Para Sturm, a aprovação do projeto no Senado é uma vitória histórica, que deve ser comemorada. "A regulação do streaming será o grande evento regulatório desta década. Uma regulação bem feita significa pelo menos dez anos de incentivo e reestruturação do mercado", declarou. Para ele, é importante avaliar o histórico: o primeiro projeto de lei que versava sobre a regulação do VoD foi apresentado em 2017 – o que significa que o Brasil está há pelo menos seis anos com esse debate em curso. "O Senador Eduardo Gomes decidiu colocar essa questão embaixo do braço e fazê-la andar. Ele fez uma audiência pública incrível – foram dois dias, com a presença de 30 representantes de todo o setor, entre governo, plataformas internacionais, nacionais e pequenas, produtores, representantes do cinema comercial e autoral. A partir daí, o Senador alterou a proposta substancialmente. Ele claramente ouviu as demandas. Claro, ele é um legislador, tem o direito de acatar uma parte e, outra, não. Mas a proposta que ele apresentou absorve muito das contribuições do setor", afirmou Sturm. "Portanto, vejo como muito positiva a aprovação do projeto porque é um passo fundamental. Está aprovado no Senado do Brasil que precisa ter uma regulamentação do streaming no País. Demoramos quase sete anos para chegar aqui". 

Eixos principais contemplados 

O produtor considera que o PL aprovado traz os quatro eixos principais que a regulação do streaming no Brasil deve ter: cobrança de Condecine sobre o faturamento das plataformas, cotas de conteúdo, necessidade de algum tipo de proeminência e a possibilidade de que as plataformas possam ser obrigadas a investir diretamente na produção e aquisição de conteúdo independente parte desse valor da Condecine. Ele destaca que alguns ajustes podem ser feitos, sim – e que é exatamente isso que deve acontecer agora. "O processo legislativo tem duas casas. Você debate em uma, chega num acordo possível naquele momento, e vai para outra. Vamos de novo debater, defender nossos pontos de vista e buscar melhorias no projeto. Eu não posso concordar com quem critica o que aconteceu na terça-feira. Foi um passo histórico para o cinema brasileiro. E o debate ainda está aberto". 

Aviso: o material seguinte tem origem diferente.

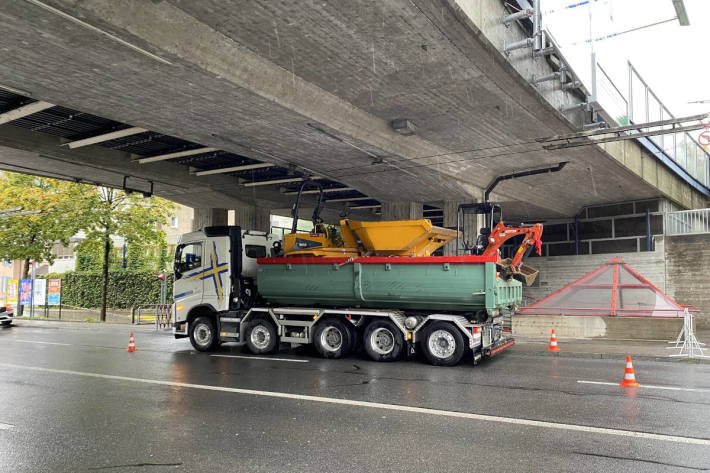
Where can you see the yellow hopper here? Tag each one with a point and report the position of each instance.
(396, 237)
(356, 238)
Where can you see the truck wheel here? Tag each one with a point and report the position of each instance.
(443, 344)
(383, 340)
(262, 338)
(203, 334)
(333, 338)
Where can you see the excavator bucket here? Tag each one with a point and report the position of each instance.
(527, 274)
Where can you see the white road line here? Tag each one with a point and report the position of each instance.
(390, 407)
(648, 386)
(45, 343)
(261, 358)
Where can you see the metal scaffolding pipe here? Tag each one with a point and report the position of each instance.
(507, 20)
(577, 106)
(526, 43)
(548, 77)
(544, 52)
(537, 30)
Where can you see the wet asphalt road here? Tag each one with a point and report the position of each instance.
(94, 407)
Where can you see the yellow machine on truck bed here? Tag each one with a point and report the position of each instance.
(355, 238)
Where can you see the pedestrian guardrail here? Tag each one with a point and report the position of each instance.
(686, 222)
(158, 314)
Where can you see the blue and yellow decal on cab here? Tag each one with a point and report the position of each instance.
(214, 272)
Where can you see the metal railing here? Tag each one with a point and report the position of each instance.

Sturm aponta que uma lei, para funcionar, tem que ser simples: "É claro que tem outros detalhes que, se eu fosse fazer uma lei sozinho, colocaria. Mas uma lei simples é mais fácil de ser aplicada e controlada. Uma lei que inclui muitos detalhes e tenta prever todas as possibilidades acaba se tornando complexa e, muitas vezes, confusa, permitindo ações judiciais, dificultando a fiscalização e até seu cumprimento". Nesse sentido, ele volta a dizer que os quatro pontos essenciais estão no projeto aprovado. "Cabe a nós buscar avanços na Câmara. A dosagem precisa ser ajustada, mas os remédios já estão prescritos", compara. 

Ajustes necessários 

Entre os pontos que ele acredita que ainda precisam ser trabalhados estão justamente o percentual de Condecine cobrado – que, em sua opinião, poderia ser maior, evidentemente sobre o faturamento bruto; a cota de conteúdo, que também deveria aumentar; e a possibilidade de que parte da dívida da Condecine seja investida em "Originals", que ele não concorda. "Mas o projeto original não falava em investimento em produção brasileira independente, só brasileira. Trazia um valor muito menor de Condecine. Três é melhor do que o que temos hoje, que é zero. Ou seja: temos que compreender o que há de bom no projeto". 

Recursos para o FSA

Dentro do debate, há um ponto específico que gera grandes diferenças de opinião dentro do setor. Alguns produtores independentes acreditam que, tirando o investimento direto e todas as outras deduções possíveis da Condecine, sobraria pouco dinheiro para que o FSA faça seus editais. Sturm, por sua vez, é a favor exatamente disso. "Acredito que deveríamos ter não só 60%, e sim 70% dos recursos da Condecine como passíveis de serem aplicados da maneira que a plataforma decidir aplicar – mas eliminado a possibilidade dos 'originals' e de outras linhas do texto atual que falam em capacitação e preservação porque esse não é o papel das plataformas. É política pública, e isso sim tem de estar no Fundo Setorial", defende. 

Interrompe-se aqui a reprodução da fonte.